A STEREO BRUTE FROM RUSSIA
By Joshua Mendes

(FORTUNE Magazine) – What do you do when your main customer disintegrates? At least one military supplier to the former Soviet Union has a possible solution. Okean Tribor, a St. Petersburg manufacturer of acoustic equipment for tracking submarines, now turns out hi-fi components good enough to catch the attention of Western audiophiles. One U.S. fan: Keith Johnson, an MIT material sciences professor. He happened across the product last summer while touring Russian factories as a consultant for Batterymarch, a Boston investment firm.
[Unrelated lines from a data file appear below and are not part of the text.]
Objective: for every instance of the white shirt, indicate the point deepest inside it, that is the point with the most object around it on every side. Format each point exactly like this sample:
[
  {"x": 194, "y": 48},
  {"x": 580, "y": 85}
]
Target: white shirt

Excited by what he heard, Johnson brought home amplifiers, turntables, and speakers so that others could judge -- and kept one set for himself. Says the classical music buff: ''People who come into my house can't believe their ears.'' The professor gave another set to Cambridge Soundworks, a pricey audio catalogue company co-owned by legendary hi-fi innovator Henry Kloss. The outfit liked what it heard and accorded special bravos to the amplifier. Enthuses product manager Walter Schofield: ''It's a brute. Its bass is absolutely tremendous.'' As a result, Cambridge is investigating ways to import these amplifiers and sell them through its catalogue, perhaps by the end of this year. Okean Tribor has offered to provide them for $100 each. That would leave Cambridge plenty of room to undercut equivalent U.S. and foreign brands that go for $600 to $1,000. - J.M.